Pierre-Arsène Leoni est un personnage récurrent d’Elena Piacentini, auteur d’origine corse et qui y pêche, à travers Pierre-Arsène ou sa grand-mère, une inépuisable source de dictons ou expressions savoureuses. Pour autant, Pierre-Arsène Leoni est aujourd’hui un continental comme sa maman de plume. Il va aller se balader du côté de l’est de la France pour enquêter sur les traces d’Aglaé Cimonard, membre de son équipe, dite Fée, surdouée de la cyber-enquête, renversée par une voiture et laissée pour morte un dimanche matin alors qu’elle faisait son footing. Se rendant compte qu’il ne connait rien de Fée, Pierre-Arsène n’en est pas moins motivé à retrouver la trace de celui qui a essayé d’assassiner un membre de son équipe… car l’appartement d’Aglaé a été forcé et visité. Pierre-Arsène Leoni part sur les traces du passé d’Aglaé Cimonard qui le mènent jusqu’à un centre d’accueil pour adolescents en détresse psychologique, avec soins médicamenteux à l’appui. On va donc vite se retrouver entraîné dans une sombre histoire de gros sous et de réputation d’un laboratoire pharmaceutique, dont un des directeurs associés a fondé le centre d’accueil duquel ont, qui plus est, a priori fugué trois jeunes gens mentionnés par Aglaé sur un bout de papier. Il y a plusieurs choses plus qu’intéressantes dans le récit d’Elena Piacentini.

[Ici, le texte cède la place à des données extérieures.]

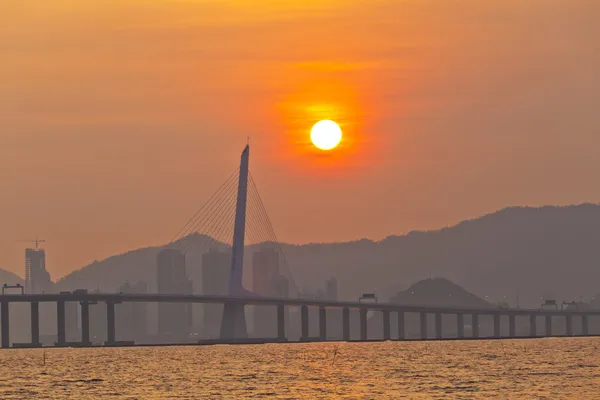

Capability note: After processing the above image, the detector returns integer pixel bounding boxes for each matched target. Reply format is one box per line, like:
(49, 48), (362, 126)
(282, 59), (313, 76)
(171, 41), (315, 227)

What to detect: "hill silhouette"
(59, 204), (600, 306)
(390, 278), (494, 308)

Tout d’abord, tout ne repose pas sur l’enquête policière dont le thème est ici assez banal ; il faut aussi et surtout s’intéresser, comme nous y invite Elena Piacentini, aux personnages dont aucun n’est réellement secondaire. Il y a certes les personnages récurrents de Pierre-Arsène Leoni, de sa grand-mère Angèle, de sa copine médecin-légiste Eliane (Pierre-Arsène est un père veuf, affublé d’une petite Lisandra qui pour l’heure babille plus qu’elle n’intervient), des différents membres de l’équipe de Pierre-Arsène. Mais il y a aussi, et dans un registre équivalent aux précédents nommés, l’hôte du gîte dans lequel descendent Pierre-Arsène et Eliane, le gendarme sur la retraite qui va seconder, avec son assistante, Pierre-Arsène, Elias Marchal, le fondateur du centre d’accueil, la directrice du centre, l’âme noire damnée du laboratoire pharmaceutique en charge de la sécurité, etc… une vraie galerie où chacun a droit à une vraie profondeur et un vrai caractère.

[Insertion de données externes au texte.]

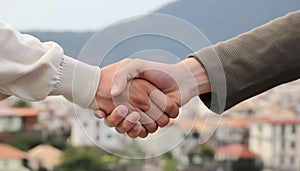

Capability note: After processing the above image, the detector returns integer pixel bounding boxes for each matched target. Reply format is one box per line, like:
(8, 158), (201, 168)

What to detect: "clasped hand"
(91, 58), (210, 138)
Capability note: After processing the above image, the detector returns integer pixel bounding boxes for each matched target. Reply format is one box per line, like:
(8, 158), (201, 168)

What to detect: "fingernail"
(110, 85), (119, 95)
(94, 110), (106, 118)
(117, 105), (128, 117)
(126, 112), (141, 123)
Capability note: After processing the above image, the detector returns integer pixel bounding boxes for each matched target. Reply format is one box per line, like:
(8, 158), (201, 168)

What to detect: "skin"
(93, 61), (179, 138)
(96, 58), (211, 137)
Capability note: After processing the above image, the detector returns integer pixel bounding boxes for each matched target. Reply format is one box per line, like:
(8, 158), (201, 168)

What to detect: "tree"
(163, 152), (178, 171)
(12, 100), (30, 108)
(56, 147), (119, 171)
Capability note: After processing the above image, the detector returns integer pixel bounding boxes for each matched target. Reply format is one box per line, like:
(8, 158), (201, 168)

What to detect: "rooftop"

Il y a ensuite un cadre dans lequel Elena Piacentini inscrit son histoire. Et Dieu sait qu’on a l’impression d’y être. On se voit en forêt sur les pas de Pierre-Arsène ou d’Eliane, on sent, n voit, on ressent la même chose qu’eux. Et cette transmission qui se fait d’Elena Piacentini au lecteur via les personnages de son roman est portée par le style de l’auteur. A la fois fluide et mûrement réfléchit, le style est en tout point parfait. Il passe par un choix constant du mot juste et pertinent, par un souci de les placer aux bons endroits, de les intégrer à son récit pour donner une impression de perfection bluffante. Les mots concordent parfaitement avec les propos de l’auteur, chose suffisamment rare pour être soulignée. Au-delà dus tyle, il y a aussi une justesse de ton et d’idées véhiculées par le livre qui m’ont fait le dévorer littéralement alors qu’il n’est absolument pas construit sur le modèle de la pléthore de page-turners (au demeurant très divertissants) que l’on trouve sur le marché qui pêchent parfois par le fond qu’ils proposent. Ce cadre de la forêt symbolise aussi parfaitement, dans les lacets des chemins qui la traversent et qui slaloment entre les arbres, la complexité des âmes et des esprits. Elena Piancentini se pose en docteur des sentiments et les décortique avec brio à travers les relations professionnelles ou personnelles qui existent entre Pierre-Arsène et Eliane, Elias et la directrice du centre, le gendarme Gélinier et son assistance, etc…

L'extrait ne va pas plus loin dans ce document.